No I didn't. Only completed the vanilla version.


----------



## sam9s (Nov 28, 2011)

whats an extra DLC


----------



## utkarsh73 (Nov 28, 2011)

This is one of the few games I have completed more than 1 time and still playing on regular basis. Mindblowing graphics and gameplay. Amazing cars(my favorite " coberitti slipstream").  I have never enjoy drifting in any other game so much(Hot pursuit 2010 comes very close).  My longest drift being 584 yards at the Airport terminal track with slipstream car. Amazing sound!!!!!!!
Played on a sub woofer and it blew up my mind!! This is the best sound effect I have ever seen in a game. 

The only thing I didn't like is its short gameplay. Must have around 25 episodes. I completed in just 3 days. Another thing is, if there were a speedometer(I like to measure things), it would have been very good but still no problem.

I rate it at 9.5/10


----------



## gameranand (Nov 28, 2011)

Yup I also miss that speedometer.


----------



## Zangetsu (Nov 29, 2011)

sam9s said:


> whats an extra DLC



the DLC will have a new Track & upgrade cars... 



gameranand said:


> Yup I also miss that speedometer.



the developers did the fantastic job by not keeping anything on screen (to create a mess) so that gamers can enjoy full screen glory....
as u can notice the Lap-Count & current position is displayed on rear part of the car...to keep the screen clean


----------



## revolt (Nov 30, 2011)

Far better than nfs the run.


----------



## Zangetsu (Nov 30, 2011)

well today I will finish Split/Second only episode 12 is pending 


revolt said:


> Far better than nfs the run.


really...


----------



## gameranand (Dec 1, 2011)

Zangetsu said:


> the DLC will have a new Track & upgrade cars...
> the developers did the fantastic job by not keeping anything on screen (to create a mess) so that gamers can enjoy full screen glory....
> as u can notice the Lap-Count & current position is displayed on rear part of the car...to keep the screen clean



That they did but still a speedometer just below the place where drift and draft gets written wouldn't have hurt but then we might wanted to see our speed then and now and might not completely concentrate on game.


----------



## Zangetsu (Dec 1, 2011)

At last I finished episode 12..ending ceremony is good with lots of destruction...
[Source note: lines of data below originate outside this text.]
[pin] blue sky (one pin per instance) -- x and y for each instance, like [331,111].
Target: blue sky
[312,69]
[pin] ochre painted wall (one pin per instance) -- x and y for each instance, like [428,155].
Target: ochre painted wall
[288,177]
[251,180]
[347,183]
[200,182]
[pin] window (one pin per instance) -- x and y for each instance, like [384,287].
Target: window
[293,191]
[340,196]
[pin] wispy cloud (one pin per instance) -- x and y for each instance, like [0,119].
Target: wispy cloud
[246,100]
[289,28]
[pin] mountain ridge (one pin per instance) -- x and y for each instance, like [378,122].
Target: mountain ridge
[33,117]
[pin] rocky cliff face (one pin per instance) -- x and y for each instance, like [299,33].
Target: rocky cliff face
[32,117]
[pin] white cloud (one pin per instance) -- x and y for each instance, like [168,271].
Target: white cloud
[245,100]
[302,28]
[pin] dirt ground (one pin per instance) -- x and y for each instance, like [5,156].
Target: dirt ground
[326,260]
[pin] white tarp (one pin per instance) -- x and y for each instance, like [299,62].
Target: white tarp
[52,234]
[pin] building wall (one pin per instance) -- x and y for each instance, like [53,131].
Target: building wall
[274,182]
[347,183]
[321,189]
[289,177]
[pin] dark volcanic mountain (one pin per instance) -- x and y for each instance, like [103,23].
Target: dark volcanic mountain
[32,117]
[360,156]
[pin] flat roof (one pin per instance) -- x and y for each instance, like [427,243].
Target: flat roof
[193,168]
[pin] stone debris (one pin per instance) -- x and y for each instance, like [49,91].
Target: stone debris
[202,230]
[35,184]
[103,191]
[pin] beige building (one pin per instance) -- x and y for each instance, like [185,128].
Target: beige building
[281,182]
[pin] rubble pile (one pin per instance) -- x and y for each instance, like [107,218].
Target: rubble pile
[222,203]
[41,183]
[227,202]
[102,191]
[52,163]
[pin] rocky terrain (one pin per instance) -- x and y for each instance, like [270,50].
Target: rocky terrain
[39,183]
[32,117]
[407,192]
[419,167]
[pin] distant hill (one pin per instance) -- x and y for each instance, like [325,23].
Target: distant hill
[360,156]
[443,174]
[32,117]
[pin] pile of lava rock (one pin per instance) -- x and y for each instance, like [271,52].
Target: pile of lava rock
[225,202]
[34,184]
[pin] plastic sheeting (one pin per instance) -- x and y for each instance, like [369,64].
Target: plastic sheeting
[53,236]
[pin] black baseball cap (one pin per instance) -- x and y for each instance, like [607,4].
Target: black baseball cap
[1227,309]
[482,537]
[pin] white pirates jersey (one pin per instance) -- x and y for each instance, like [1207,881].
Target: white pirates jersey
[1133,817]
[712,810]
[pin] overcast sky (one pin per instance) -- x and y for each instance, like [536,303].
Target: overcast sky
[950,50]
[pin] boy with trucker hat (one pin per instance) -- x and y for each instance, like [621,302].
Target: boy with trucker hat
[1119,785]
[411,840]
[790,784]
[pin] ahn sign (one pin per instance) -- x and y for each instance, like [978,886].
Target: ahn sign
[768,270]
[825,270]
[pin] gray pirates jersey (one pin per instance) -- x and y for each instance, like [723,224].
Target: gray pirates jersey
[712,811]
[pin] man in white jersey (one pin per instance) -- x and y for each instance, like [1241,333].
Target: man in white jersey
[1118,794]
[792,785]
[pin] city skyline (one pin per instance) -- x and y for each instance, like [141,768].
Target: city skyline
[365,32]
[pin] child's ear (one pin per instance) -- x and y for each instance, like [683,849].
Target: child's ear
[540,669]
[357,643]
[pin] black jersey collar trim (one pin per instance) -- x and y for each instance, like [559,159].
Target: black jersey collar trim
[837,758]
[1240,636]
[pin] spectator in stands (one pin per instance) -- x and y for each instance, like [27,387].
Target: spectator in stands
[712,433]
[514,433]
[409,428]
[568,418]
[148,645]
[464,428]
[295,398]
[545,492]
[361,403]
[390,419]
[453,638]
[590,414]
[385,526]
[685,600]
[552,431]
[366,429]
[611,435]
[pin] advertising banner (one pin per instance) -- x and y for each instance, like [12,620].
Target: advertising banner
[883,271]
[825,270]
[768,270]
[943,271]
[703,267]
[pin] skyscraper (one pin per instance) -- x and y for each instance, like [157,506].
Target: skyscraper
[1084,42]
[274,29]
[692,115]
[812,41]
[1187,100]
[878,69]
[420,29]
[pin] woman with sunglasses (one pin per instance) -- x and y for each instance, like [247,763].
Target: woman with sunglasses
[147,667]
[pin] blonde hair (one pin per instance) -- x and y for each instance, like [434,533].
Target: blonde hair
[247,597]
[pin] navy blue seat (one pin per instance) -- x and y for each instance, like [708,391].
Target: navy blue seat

Damn the last Elite Race is making me crazy.. i m getting 2nd position


----------



## gameranand (Dec 1, 2011)

Try to make drifts and then use route changer. This would really help.


----------



## Zangetsu (Dec 2, 2011)

^^yes I do it...also the type of car chosen matters 



utkarsh73 said:


> My longest drift being 584 yards at the Airport terminal track with slipstream car. Amazing sound!!!!!!!



mine was 1266 yards


----------



## utkarsh73 (Dec 2, 2011)

Zangetsu said:


> ^^yes I do it...also the type of car chosen matters
> 
> 
> 
> mine was 1266 yards



1266 yard is quite awesome!!!!!!
which car did you used???? and the track??


----------